Administration of adenosine receptor agonists or antagonists after controlled cortical impact in mice: effects on function and histopathology

Adenosine is an endogenous neuroprotectant via anti-excitotoxic effects at A(1) receptors, and blood flow promoting and anti-inflammatory effects at A(2a) receptors. Previous studies showed improved motor function after fluid percussion injury (FPI) in rats treated with the broad-spectrum adenosine receptor agonist 2-chloroadenosine (2-CA).
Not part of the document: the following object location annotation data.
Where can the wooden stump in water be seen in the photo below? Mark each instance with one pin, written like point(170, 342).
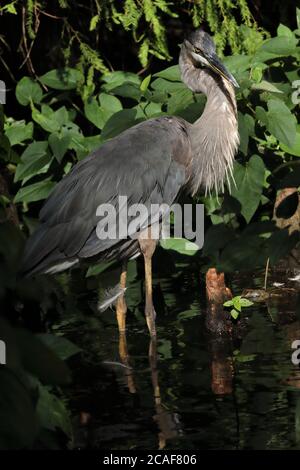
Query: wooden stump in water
point(216, 293)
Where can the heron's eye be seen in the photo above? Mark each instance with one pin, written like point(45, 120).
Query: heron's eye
point(197, 50)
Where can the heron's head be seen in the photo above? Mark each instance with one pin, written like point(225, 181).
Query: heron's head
point(202, 51)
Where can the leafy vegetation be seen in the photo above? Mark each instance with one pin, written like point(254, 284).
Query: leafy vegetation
point(65, 113)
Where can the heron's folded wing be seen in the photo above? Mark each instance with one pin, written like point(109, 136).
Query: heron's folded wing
point(140, 164)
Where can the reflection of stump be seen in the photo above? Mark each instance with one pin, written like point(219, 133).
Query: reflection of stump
point(217, 293)
point(221, 367)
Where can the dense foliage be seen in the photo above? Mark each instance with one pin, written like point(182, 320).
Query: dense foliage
point(60, 119)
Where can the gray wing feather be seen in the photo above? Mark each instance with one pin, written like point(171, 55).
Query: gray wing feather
point(140, 163)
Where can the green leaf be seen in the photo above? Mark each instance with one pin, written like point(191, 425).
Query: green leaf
point(235, 314)
point(245, 302)
point(181, 245)
point(95, 113)
point(34, 160)
point(18, 131)
point(59, 144)
point(110, 103)
point(145, 83)
point(284, 31)
point(295, 149)
point(62, 79)
point(249, 181)
point(28, 90)
point(128, 90)
point(115, 79)
point(171, 73)
point(46, 119)
point(99, 115)
point(237, 303)
point(265, 86)
point(237, 63)
point(119, 122)
point(34, 192)
point(281, 122)
point(280, 46)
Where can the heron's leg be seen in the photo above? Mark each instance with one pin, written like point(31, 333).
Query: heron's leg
point(124, 356)
point(121, 307)
point(148, 246)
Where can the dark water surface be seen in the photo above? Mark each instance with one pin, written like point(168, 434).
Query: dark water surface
point(196, 392)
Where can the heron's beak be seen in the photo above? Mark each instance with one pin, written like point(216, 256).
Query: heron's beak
point(216, 65)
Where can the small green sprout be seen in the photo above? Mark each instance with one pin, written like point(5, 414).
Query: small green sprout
point(238, 303)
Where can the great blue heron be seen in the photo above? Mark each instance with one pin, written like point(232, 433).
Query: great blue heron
point(150, 163)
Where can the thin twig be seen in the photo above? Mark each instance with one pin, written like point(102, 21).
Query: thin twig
point(266, 274)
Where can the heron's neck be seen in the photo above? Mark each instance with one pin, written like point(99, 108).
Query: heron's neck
point(214, 136)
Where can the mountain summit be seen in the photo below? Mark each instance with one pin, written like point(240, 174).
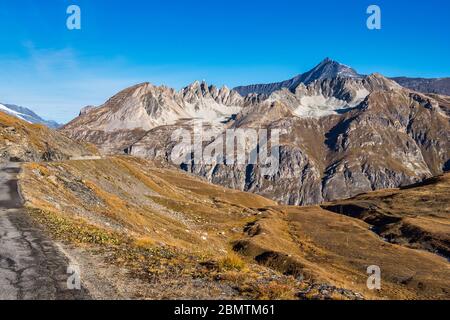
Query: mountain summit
point(327, 69)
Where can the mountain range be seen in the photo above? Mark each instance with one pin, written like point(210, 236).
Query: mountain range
point(363, 155)
point(342, 133)
point(27, 115)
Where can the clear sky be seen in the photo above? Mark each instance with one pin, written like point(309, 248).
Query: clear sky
point(55, 71)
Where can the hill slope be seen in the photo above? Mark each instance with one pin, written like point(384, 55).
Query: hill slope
point(22, 141)
point(156, 222)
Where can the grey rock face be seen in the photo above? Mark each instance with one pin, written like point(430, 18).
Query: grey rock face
point(342, 133)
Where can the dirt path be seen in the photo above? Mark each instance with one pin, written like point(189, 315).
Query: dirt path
point(31, 265)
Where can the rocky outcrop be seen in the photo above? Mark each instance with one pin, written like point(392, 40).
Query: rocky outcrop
point(341, 133)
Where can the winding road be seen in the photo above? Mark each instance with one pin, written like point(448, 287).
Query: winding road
point(32, 267)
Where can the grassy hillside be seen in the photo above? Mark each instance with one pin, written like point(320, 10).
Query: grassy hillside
point(173, 230)
point(22, 141)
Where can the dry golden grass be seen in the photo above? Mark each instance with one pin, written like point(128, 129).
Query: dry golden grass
point(231, 262)
point(191, 225)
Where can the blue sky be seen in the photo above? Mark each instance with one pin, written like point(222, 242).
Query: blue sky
point(56, 71)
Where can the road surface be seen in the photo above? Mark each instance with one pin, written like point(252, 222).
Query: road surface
point(31, 265)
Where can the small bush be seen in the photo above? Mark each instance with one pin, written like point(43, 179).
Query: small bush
point(231, 262)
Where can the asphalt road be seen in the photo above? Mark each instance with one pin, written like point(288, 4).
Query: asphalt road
point(31, 265)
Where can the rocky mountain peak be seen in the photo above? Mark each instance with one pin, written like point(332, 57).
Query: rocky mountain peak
point(328, 69)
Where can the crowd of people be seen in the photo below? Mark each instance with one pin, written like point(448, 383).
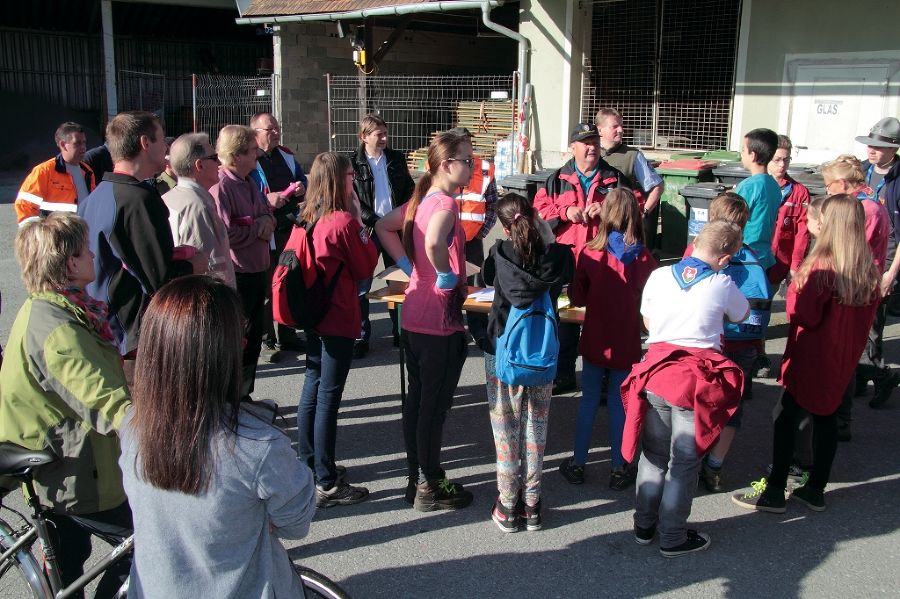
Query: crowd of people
point(135, 354)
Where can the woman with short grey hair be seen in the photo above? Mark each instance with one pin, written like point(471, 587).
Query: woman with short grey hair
point(62, 390)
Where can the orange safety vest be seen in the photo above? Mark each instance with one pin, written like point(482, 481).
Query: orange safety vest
point(50, 188)
point(471, 201)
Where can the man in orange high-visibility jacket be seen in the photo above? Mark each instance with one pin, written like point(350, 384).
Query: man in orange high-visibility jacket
point(477, 216)
point(60, 183)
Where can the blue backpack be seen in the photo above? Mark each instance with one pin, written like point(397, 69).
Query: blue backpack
point(528, 350)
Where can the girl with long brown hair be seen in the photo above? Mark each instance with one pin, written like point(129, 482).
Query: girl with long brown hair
point(343, 250)
point(199, 465)
point(612, 270)
point(831, 304)
point(432, 331)
point(522, 268)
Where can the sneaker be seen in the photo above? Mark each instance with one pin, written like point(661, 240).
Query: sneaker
point(572, 472)
point(811, 498)
point(409, 496)
point(644, 536)
point(884, 389)
point(531, 515)
point(506, 519)
point(757, 499)
point(763, 367)
point(696, 541)
point(564, 384)
point(441, 495)
point(795, 473)
point(711, 478)
point(340, 494)
point(621, 478)
point(270, 354)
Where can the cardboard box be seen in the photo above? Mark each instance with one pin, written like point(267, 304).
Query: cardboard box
point(397, 280)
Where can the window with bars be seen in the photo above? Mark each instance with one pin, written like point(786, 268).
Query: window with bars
point(667, 66)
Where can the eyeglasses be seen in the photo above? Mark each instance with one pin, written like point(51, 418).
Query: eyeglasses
point(469, 162)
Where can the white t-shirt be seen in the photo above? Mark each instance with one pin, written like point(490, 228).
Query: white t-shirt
point(692, 317)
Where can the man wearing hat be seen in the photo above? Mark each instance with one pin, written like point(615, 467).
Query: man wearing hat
point(570, 202)
point(882, 169)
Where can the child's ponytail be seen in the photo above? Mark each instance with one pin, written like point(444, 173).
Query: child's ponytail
point(443, 147)
point(517, 216)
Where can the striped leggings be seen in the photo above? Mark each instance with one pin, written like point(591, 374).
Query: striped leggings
point(519, 417)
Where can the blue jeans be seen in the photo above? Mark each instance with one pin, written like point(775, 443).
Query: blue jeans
point(667, 471)
point(327, 366)
point(591, 379)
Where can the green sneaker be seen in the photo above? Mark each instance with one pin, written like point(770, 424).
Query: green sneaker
point(756, 498)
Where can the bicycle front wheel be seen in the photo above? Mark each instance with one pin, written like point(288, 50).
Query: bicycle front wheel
point(317, 585)
point(20, 575)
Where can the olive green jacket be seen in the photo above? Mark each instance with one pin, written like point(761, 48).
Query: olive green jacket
point(62, 389)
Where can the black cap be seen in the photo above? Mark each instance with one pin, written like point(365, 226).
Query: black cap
point(583, 131)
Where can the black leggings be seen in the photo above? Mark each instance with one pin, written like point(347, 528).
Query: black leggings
point(824, 445)
point(72, 539)
point(434, 363)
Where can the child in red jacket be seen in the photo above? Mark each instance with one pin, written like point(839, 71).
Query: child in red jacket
point(831, 305)
point(791, 239)
point(344, 251)
point(609, 278)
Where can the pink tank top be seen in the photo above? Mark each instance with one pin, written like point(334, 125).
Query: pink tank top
point(427, 309)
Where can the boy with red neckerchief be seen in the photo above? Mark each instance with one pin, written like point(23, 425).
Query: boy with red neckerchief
point(678, 399)
point(791, 239)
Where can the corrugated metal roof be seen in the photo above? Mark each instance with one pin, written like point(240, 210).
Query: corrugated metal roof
point(259, 8)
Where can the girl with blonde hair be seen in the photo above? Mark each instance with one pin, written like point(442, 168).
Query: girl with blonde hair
point(845, 174)
point(831, 304)
point(344, 256)
point(432, 331)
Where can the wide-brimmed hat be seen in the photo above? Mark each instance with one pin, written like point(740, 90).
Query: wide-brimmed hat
point(885, 134)
point(583, 131)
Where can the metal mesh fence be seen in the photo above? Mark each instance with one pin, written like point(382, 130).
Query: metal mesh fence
point(417, 107)
point(221, 100)
point(667, 66)
point(142, 91)
point(621, 72)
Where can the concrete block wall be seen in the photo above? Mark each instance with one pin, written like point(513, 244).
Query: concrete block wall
point(305, 52)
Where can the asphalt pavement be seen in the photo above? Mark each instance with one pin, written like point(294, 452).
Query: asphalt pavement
point(383, 548)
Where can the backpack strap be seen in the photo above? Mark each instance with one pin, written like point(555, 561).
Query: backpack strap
point(312, 250)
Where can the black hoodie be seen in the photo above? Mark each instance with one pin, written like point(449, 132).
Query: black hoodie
point(515, 286)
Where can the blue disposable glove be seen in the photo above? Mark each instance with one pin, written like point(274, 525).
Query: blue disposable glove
point(446, 280)
point(404, 265)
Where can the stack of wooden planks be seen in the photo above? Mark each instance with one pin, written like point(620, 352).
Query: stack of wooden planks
point(488, 121)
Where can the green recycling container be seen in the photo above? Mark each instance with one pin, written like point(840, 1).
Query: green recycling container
point(677, 174)
point(687, 155)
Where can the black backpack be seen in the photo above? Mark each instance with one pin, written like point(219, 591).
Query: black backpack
point(300, 296)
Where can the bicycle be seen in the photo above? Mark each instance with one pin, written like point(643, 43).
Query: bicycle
point(30, 578)
point(22, 575)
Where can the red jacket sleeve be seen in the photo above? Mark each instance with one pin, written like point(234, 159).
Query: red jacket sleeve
point(545, 205)
point(360, 250)
point(581, 282)
point(806, 306)
point(801, 240)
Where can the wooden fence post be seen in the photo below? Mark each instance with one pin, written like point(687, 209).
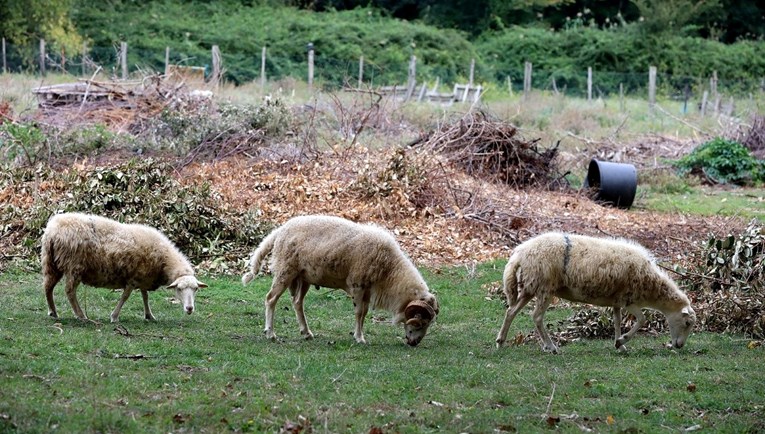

We studied the effects of 2-CA, a specific A(1) agonist (2-chloro-N(6)-cyclopentyladenosine, CCPA), and a specific A(1) antagonist (8-cyclopentyl-1,3-dipropylxanthine, DPCPX) on motor task and Morris water maze (MWM) performance, and histopathology (contusion volume, hippocampal cell counts) after controlled cortical impact (CCI) in mice. Each agent (12 nmol), or respective vehicle (saline or DMSO) was injected into dorsal hippocampus beneath the contusion immediately after CCI or craniotomy (sham). 2-CA treatment attenuated wire grip deficits after CCI (P<0.05 versus other treatments). DPCPX treatment exacerbated deficits on beam balance (P<0.05 versus sham). No treatment effect was seen on MWM performance, although there was a deleterious effect of the DMSO vehicle used for DPCPX. Contusion volume tended to be attenuated by 2-CA (P=0.08 versus saline) and increased after either DMSO or DPCPX (P<0.05 versus all groups). CA1 and CA3 counts were decreased in all groups versus sham. However, treatment with the selective A(1) agonist CCPA attenuated the CA3 cell loss (P<0.05 versus other treatment). We suggest that the beneficial effect of the broad spectrum adenosine receptor agonist 2-CA on motor function after CCI is not mediated solely by effects at the A(1) receptor.